Vape-ruption at City Hall
I’d like to start this off with a question…
How many butts does it take to fill up an ashtray?
But before I answer that, let me just say that today, which will probably be yesterday by the time this gets posted, on January 7, 2015, Big Chief Vapor Products was witness to the New Orleans City Council’s Community Development Committee’s complete lack of respect towards the vapor community as a whole. Now, I have to admit before I go on, the committee wasn’t all bad. Both Councilman Jason Williams and Councilman James Gray cast nays towards the ordinance, which still passed through to the City Council with a 3-2 vote because of Councilwomen Susan Guidry, Stacy Head, and Latoya Cantrell. And speaking of Councilwoman Cantrell, the author of the ordinance we were all there to get amended, she seemed to be quite cold and uncaring when it came to even recognizing that people were there to represent the vapor industry, or that there even was a vapor industry in the first place.
But anyway, before I get ahead of myself, let’s start from the beginning…
For anybody that’s been living under a rock the last few months, back in November of 2014 Councilwoman Latoya Cantrell introduced a bill that would first designate vapor products as smoking products, and then ban their use within 25 feet of ANY business, including vape shops. That would basically make it illegal to vape inside of a vape shop within city limits, which would make it nearly impossible for customers to taste flavors before they bought them, and decimate the local industry. Today the Community Development Committee met to hear from the public before they voted to see if the bill should move on to the City Council, with a few amendments. One amendment changed the distance from 25 feet to 5 feet, and another assured that cigar shops would be able to keep on smoking, all while completely shunning the entire vapor community. But again, I’m getting ahead of myself.
So to start the day, Big Chief decided to throw its support behind all the New Orleans vapor shops that were being threatened by this ban, and we all took a little field trip over to City Hall.
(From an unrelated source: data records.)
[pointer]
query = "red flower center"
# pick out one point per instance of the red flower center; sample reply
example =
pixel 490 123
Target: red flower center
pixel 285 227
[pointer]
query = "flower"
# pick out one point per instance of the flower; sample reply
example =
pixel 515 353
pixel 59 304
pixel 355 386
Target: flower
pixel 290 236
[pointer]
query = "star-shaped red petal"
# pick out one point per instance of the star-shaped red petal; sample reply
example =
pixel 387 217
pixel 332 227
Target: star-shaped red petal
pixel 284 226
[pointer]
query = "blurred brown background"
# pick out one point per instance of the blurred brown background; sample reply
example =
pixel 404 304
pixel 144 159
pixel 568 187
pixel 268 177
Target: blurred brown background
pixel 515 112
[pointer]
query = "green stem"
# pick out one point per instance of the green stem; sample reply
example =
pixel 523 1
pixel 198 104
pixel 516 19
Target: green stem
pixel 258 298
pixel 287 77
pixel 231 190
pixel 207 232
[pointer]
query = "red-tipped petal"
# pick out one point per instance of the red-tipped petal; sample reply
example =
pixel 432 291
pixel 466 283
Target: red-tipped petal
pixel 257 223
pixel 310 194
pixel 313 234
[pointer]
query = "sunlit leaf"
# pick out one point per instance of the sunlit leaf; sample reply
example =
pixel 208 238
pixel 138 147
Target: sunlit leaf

The ownership duo of Heather Hutton and Marcus Campo crammed us into the back of their truck, and we met up with blend-master Kevin and loyal customer Dylan in the council chambers. And upon arrival, after first stepping foot into those council chambers, we were taken through a time portal of some sort and transported straight back to 1976… or 1981…? It was kind of hard to tell.
It smelled of elementary school auditorium, with chairs covered in some strange sort of green carpet-type fabric, all tattered and torn from decades upon decades of butts sitting within them, rising and dropping with the sway of emotion that such a room brought. And as they were sat within by us, they quite literally crumbled beneath us… so we moved a row up.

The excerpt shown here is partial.